Note: I'm interviewing members of the Nutritional Oncology Research Institute (NORI) support group.
Cancer strikes anyone regardless of profession, background, race or age. It can strike a model and yoga teacher in their 20s (Candice-Marie Fox) or a business executive in his late 60s (Gene Slattery). Cancer struck Blaine LeCesne, Associate Dean of Diversity, Education and Inclusion and Professor of Law at Loyola Law School in New Orleans in his mid-60s.
The Columbia University (both JD and BA) graduate received a diagnosis of prostate cancer with a Gleason score of 4+3 in May 2021. Most prostate cancers have cells of different grades. Grade 1 means the cells look normal and grade 10 means the cells look very different from normal where they are poorly differentiated. The first number indicates how abnormal most of the cells look with 4 being intermediate and unfavorable. The second number indicates how abnormal the remaining cells look. In the Gleason scoring system a 4+3 is worse than a 3+4 because the 4 in 4+3 shows that most of the cells look intermediate and unfavorable.
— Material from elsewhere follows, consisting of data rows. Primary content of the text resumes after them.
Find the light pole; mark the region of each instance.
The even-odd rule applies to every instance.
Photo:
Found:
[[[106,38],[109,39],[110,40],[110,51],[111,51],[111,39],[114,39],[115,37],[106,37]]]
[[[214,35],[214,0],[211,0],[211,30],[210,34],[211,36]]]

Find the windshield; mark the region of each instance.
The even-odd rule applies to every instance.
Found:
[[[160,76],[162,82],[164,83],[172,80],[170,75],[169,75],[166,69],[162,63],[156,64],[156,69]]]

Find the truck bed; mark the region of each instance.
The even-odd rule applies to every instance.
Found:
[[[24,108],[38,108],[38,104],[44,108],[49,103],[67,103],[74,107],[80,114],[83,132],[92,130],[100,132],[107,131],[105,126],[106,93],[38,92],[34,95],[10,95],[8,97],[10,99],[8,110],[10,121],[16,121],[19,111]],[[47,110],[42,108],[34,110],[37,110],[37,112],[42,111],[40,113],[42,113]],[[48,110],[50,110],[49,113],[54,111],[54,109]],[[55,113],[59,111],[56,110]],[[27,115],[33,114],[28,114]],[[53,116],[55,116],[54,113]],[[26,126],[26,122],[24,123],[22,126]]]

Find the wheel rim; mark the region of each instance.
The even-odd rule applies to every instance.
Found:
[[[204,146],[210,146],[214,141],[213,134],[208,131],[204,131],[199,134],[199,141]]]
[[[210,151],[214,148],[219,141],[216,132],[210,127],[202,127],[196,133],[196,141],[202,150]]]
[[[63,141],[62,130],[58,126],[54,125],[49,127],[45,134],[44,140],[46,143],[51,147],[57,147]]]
Blaine’s doctors told him he must start treatment, but Blaine wanted to dive into research and avoid the invasive and toxic treatments he was being offered: surgery, radiation, and androgen deprivation. All of these treatments can cause pain, incontinence (both urine and bowel), inflammation, erectile dysfunction, and secondary cancer. “Surgical or chemical castration and potential urinary and bowel incontinence for the rest of your life?” Blaine said, “No thank you.” He adds, “Even with the best guided radiation, a high percent of people have symptoms. I love my doctor: a sweet, kind man but he was not trained in natural alternative cancer treatments.”
Blaine told his urologist, “I’m not going to follow your suggested treatments because I think there’s another way,” and his urologist supported him as best he could. Although Blaine was already 80 percent vegetarian, he ate generous amounts of eggs and fish and considered himself a foodie and chef. Blaine learned about the Nutritional Oncology Research Institute (NORI) low-methionine diet and decided that changing his diet was a better choice than invasive therapies.
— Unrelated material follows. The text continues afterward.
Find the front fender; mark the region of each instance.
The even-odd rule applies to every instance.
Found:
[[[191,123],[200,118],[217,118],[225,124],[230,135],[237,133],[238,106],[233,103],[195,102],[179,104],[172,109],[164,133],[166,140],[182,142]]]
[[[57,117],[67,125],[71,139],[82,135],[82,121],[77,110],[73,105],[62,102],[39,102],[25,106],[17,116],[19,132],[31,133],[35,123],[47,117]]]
When asked about the reaction of his family and friends to his decisions, Blaine says, “Some pleaded with me to listen to the doctor and get treatment. Others listened and supported me but were skeptical.”
A favorite and trusted teacher (as shown by his awards from the Student Bar Association), Blaine felt he wasn’t in immediate danger. He considered his Gleason score to be more like a “check engine” light and he would be under active surveillance. Five weeks after his cancer diagnosis, Blaine lost his son in an accident. Grief devastated him so he turned to many ways to heal: meditation, qi gong (Chinese energy work), breath work, Reiki (energy healing), and reflexology (massage of points on the feet, hands, and ears). These therapies might have also helped control his cancer in that he was learning to activate his parasympathetic system to promote overall healing.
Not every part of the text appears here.